The metal stairs leading down were clean and new. They looked brand spanking new! I knew the person I was due to meet had connections, but I had not seen workmanship like this in many years. The stairs didn’t move as they took my weight; I’d expected them to creak much like a new seat would have done in the past. All imports had been hard to get after the 2030 rebellion. OTIN won power in 2028, and that was when the problems started. The people rejected the recognised two parties (and the others), choosing to elect OTIN. OTIN’s plan had worked, and their policies and pledges had won over the people. The imprisonment and carnage bought on by the Scottish referendum had been the final straw. People had mumbled about the two main parties for years, but the response to the independence vote pushed them over the edge. Voter repression, ID, boundary changes, and straight-out gerrymandering have kept them in power. Lincoln said you couldn’t fool all the people all the time, but you can, in the UK, fool enough.

The basement, or cellar, had been cleaned from top to bottom and was the opposite of what was above. It was well-lit, and I could see everything. Upstairs had been old, broken, and dirty. Down here was all new, clean, and working. Who had got this material or whoever had arranged it and carried out the work was well connected. The room was filled with computer banks and server racks tied together with neat cabling. Each slot was filled with a different server; from each one, a cable ran up and along the wall. The cables were wrapped around each other and then cable-tied and made their way to the rear of the basement. A large screen flicked on at the room’s rear; it was screwed or bolted to the wall.

“State your business.”

The voice made me jump. Its thick Welsh accent boomed from all corners of the room. I heard the hatch slam behind me and clank as the thick metal rods locked it. I turned and looked, the silver rods had slipped outwards on all four sides, and the hatch was sealed tight. I had no escape. “State your business,” the voice said again. I turned back to the TV, and a face had formed upon it. The face was drawn with letters and numbers and was not recognisable. “Steve sent me,” I said, “he said you can help me get out of the UK.”

“I could,” the symbol face said, “but why should I? What is in it for me?”

“What do you want?” I knew that this would come with a price. There is nothing in the world that comes without one. How far was I willing to go? Well, that was a tricky thing to question to answer. I was prepared to do almost anything. “Not much, the voice replied, “I would need a few favours en route.” The reasonableness of the voice and answer worried me, but I had no choice. “en route?” I asked.

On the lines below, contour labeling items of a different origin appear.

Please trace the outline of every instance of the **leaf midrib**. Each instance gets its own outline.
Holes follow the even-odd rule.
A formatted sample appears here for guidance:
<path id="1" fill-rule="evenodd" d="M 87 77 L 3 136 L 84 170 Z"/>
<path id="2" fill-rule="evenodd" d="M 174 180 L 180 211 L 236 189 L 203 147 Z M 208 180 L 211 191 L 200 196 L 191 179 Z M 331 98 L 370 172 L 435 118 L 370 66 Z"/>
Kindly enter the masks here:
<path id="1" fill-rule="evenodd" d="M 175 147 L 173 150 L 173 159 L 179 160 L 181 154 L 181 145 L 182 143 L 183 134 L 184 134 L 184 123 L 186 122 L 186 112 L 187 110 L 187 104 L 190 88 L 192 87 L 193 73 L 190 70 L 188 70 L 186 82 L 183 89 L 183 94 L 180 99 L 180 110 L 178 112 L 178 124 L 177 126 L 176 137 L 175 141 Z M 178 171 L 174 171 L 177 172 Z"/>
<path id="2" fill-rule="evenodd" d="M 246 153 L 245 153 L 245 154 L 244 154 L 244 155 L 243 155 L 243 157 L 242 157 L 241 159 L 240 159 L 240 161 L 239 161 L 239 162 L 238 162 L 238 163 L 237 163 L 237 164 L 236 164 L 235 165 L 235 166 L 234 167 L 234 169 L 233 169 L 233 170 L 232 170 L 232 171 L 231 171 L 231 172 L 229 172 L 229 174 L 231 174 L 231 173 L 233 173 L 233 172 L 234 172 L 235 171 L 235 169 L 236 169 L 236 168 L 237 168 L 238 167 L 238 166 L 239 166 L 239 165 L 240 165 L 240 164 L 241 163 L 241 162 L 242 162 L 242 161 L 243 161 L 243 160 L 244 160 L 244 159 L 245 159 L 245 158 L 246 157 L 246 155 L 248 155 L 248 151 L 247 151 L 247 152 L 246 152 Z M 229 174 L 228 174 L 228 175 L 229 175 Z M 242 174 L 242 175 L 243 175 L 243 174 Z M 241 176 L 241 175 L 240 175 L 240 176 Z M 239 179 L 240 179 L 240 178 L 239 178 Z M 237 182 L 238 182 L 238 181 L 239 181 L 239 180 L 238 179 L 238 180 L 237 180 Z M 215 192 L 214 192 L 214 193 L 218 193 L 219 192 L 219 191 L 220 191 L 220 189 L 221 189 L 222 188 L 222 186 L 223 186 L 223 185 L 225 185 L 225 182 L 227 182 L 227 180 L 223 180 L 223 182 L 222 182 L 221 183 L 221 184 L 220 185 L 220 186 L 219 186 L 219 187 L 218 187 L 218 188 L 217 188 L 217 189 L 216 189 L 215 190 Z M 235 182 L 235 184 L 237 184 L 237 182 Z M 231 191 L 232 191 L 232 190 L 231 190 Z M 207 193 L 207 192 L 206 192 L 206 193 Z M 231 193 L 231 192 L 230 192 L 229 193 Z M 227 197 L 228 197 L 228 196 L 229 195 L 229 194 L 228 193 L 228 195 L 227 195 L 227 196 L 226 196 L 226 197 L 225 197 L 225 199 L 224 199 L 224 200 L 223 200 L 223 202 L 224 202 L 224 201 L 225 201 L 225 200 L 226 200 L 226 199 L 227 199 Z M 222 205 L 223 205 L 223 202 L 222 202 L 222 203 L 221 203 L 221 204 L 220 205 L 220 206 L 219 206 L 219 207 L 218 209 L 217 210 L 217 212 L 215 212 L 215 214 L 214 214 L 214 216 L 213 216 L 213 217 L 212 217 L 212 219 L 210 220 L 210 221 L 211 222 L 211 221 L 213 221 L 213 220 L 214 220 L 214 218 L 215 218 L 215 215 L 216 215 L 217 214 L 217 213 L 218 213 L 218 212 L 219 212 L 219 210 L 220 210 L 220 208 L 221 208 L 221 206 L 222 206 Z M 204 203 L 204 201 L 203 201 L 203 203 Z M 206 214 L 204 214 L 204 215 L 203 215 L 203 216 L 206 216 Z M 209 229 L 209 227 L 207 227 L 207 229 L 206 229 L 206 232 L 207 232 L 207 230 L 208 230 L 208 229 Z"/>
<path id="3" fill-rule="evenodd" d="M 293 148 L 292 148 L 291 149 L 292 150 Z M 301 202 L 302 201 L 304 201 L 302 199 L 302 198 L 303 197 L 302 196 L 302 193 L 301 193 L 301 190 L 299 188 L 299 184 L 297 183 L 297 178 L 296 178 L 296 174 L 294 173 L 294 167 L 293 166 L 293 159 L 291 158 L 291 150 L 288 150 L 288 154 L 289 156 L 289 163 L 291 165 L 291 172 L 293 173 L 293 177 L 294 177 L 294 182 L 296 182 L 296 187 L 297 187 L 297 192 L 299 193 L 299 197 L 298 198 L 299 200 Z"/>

“You will need to go to Dover; that is how I get you out of here. If you want to get out, that is how we do it. Your call; I’ll contact you as you travel.”

“Dover?” I said as the TV blanked off. I heard the lock on the hatch detach and clunk open. The voice, the man, had left the choice in my hands. I could either travel to Dover and have a chance to escape, or I could stay here and join the zombies in rotting away to nothing. But Dover? That was on the other side of the damn country.